After the All-Star break, though, Miller basically reversed the fate of his season, recording a 7-2 record with a 2.88 ERA, 70 strikeouts and only seven walks in 59.1 innings.
He's expected to join the club this week and should work out of the Cardinals bullpen—at least initially.
Tony Cingrani, LHP, Cincinnati Reds
Selected in the third round of the 2011 draft, Cingrani served as Rice's closer before the Reds converted him to a starter.
With two plus pitches in his fastball and changeup, Cingrani, 23, has dominated as a starter in his first full professional season after working as a closer while at Rice. His breaking ball is still lacking, but he's become more comfortable throwing it as something more than a show-me offering.
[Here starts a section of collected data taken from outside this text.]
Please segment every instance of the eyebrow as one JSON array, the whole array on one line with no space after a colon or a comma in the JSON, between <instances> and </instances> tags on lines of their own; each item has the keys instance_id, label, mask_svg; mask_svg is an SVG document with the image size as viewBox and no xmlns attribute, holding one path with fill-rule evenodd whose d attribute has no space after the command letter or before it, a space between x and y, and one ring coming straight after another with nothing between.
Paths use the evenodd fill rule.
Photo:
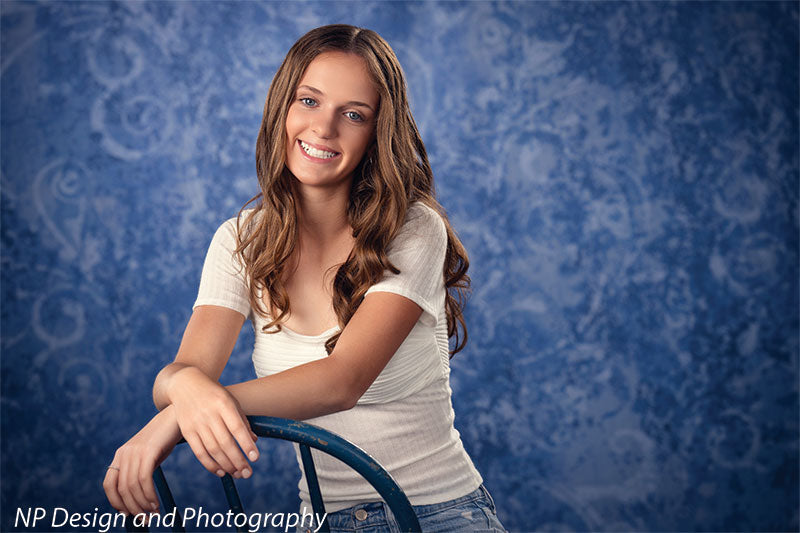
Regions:
<instances>
[{"instance_id":1,"label":"eyebrow","mask_svg":"<svg viewBox=\"0 0 800 533\"><path fill-rule=\"evenodd\" d=\"M325 96L325 93L323 93L322 91L320 91L316 87L312 87L310 85L301 85L300 87L297 88L297 90L299 91L300 89L307 89L307 90L311 91L312 93L318 94L320 96ZM369 109L373 113L375 112L375 110L372 109L372 106L370 106L369 104L365 104L364 102L359 102L358 100L350 100L345 105L346 106L352 105L352 106L357 106L357 107L366 107L367 109Z\"/></svg>"}]
</instances>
After beginning the season at High-A, the 6'4", 200-pounder has pitched his way to the major leagues. Although the Reds lack a left-hander in their starting rotation, it seems as though his immediate value will come as a reliever.
Between two levels this season, Cingrani has posted a 10-4 record with a 1.73 ERA, 1.03 WHIP, 10.6 K/9 and 3.2 BB/9.
Nick Maronde, LHP, Los Angeles Angels
One of the more surprising call-ups thus far, Maronde was the Angels' third-round draft pick in 2011 out of the University of Florida and missed about a month this season with a strained lat.
The 22-year-old left-hander possesses a plus fastball and slider, as well as a changeup that has steadily improved. He profiles as much as a starter as he does a reliever.
Logging 99.2 innings this season (only 32.1 at Double-A), Maronde posted a 6-4 record with a 2.26 ERA, 1.01 WHIP, 90 strikeouts and 19 walks.